The Similar Senses link may need to explicitly refer to (show) the Annotation (Signbank ID) of the similar sense rather than the Lemma. For some of the glosses in tstMH, it looks like they refer to themselves as a similar gloss.

gloss_tstMH_36429

gloss_tstMH_36429_refers_to_self_as_similar

(It is the same gloss it's referring to as revealed by hovering.)

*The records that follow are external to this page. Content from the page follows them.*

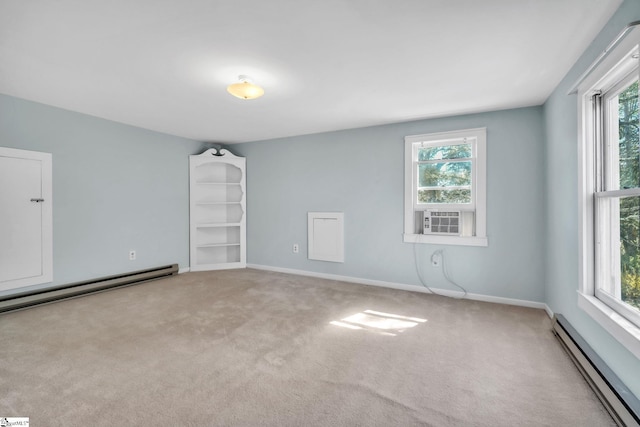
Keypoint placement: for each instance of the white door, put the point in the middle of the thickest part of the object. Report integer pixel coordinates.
(25, 218)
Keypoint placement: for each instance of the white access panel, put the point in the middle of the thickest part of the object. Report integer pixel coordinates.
(326, 236)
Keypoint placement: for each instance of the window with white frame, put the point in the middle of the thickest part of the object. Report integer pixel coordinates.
(445, 188)
(610, 194)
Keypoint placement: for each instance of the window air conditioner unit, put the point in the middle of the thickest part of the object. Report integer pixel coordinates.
(448, 223)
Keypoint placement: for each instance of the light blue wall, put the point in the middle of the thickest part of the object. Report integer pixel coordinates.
(361, 172)
(115, 188)
(560, 114)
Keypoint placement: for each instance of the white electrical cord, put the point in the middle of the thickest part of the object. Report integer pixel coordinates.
(444, 272)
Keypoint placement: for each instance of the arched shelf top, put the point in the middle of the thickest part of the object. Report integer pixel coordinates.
(219, 152)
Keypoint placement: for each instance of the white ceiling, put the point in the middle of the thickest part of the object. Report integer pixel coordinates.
(325, 65)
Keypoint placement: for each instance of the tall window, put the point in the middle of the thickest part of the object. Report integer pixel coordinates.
(617, 197)
(445, 188)
(610, 194)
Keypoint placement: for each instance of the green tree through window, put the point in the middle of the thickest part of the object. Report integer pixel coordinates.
(629, 164)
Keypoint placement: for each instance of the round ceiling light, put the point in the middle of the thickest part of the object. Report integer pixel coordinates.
(245, 89)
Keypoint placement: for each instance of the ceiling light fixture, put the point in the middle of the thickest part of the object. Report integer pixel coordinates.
(245, 89)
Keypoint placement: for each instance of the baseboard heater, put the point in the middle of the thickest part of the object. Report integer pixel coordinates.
(623, 406)
(43, 296)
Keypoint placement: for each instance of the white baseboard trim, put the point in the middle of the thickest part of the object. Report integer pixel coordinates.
(404, 287)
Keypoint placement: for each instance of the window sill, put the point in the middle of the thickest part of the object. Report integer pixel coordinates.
(446, 240)
(620, 328)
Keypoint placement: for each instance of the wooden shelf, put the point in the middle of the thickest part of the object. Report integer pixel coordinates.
(217, 211)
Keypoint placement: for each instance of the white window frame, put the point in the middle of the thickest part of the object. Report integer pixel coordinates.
(618, 63)
(479, 187)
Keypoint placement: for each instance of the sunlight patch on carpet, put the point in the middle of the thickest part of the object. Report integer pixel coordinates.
(377, 321)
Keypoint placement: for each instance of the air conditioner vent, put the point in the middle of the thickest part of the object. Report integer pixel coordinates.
(442, 222)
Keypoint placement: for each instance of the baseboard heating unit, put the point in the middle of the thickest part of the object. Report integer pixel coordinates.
(43, 296)
(623, 406)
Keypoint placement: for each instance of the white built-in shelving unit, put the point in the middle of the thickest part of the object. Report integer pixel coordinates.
(217, 182)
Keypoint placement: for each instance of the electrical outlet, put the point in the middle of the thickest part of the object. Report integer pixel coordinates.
(436, 258)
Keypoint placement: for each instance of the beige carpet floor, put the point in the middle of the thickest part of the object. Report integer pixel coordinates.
(254, 348)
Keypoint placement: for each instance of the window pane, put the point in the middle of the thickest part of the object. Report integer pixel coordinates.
(444, 174)
(458, 195)
(445, 152)
(630, 251)
(629, 155)
(618, 256)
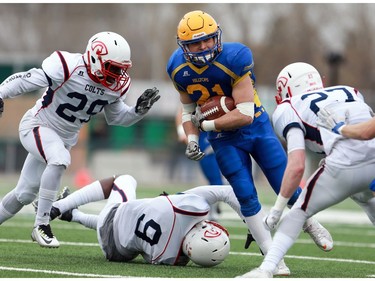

susanodd commented 10 months ago

The bug shown above arises here:

https://github.com/Signbank/Global-signbank/blob/405594ee57b414f025c5826e50597b1cf40ba6c1/signbank/dictionary/models.py#L807

The Translation objects include a field gloss. But this method is inside of Sense and the gloss is unknown. However, it is known in the Gloss Detail View where the method is called. In the above example, all of the Translation objects retrieved by this query are for the gloss we are looking at, so should be excluded. The method that includes that query is: https://github.com/Signbank/Global-signbank/blob/405594ee57b414f025c5826e50597b1cf40ba6c1/signbank/dictionary/models.py#L802 and is called by the get_context_data method of the Gloss Detail View, so the gloss can be made available as a parameter. Although it actually looks more like a function than a method then (so maybe doesn't belong inside of models.py).

susanodd commented 10 months ago

Okay, I figured out what is going wrong. There was something messed up with the dictionary of similar senses and the Detail View was computing a wrong href as the link, by putting the sense id into the url as well as the gloss id. This was then being carried around by the urls. (The Gloss Detail View makes use of a shorthand url that only includes the gloss id. But that was being concatenated with the sense id with an extra slash, which is normally ignored by Django, it seems.)

susanodd commented 10 months ago

I revised the similar senses method and added a test to show that it works as expected.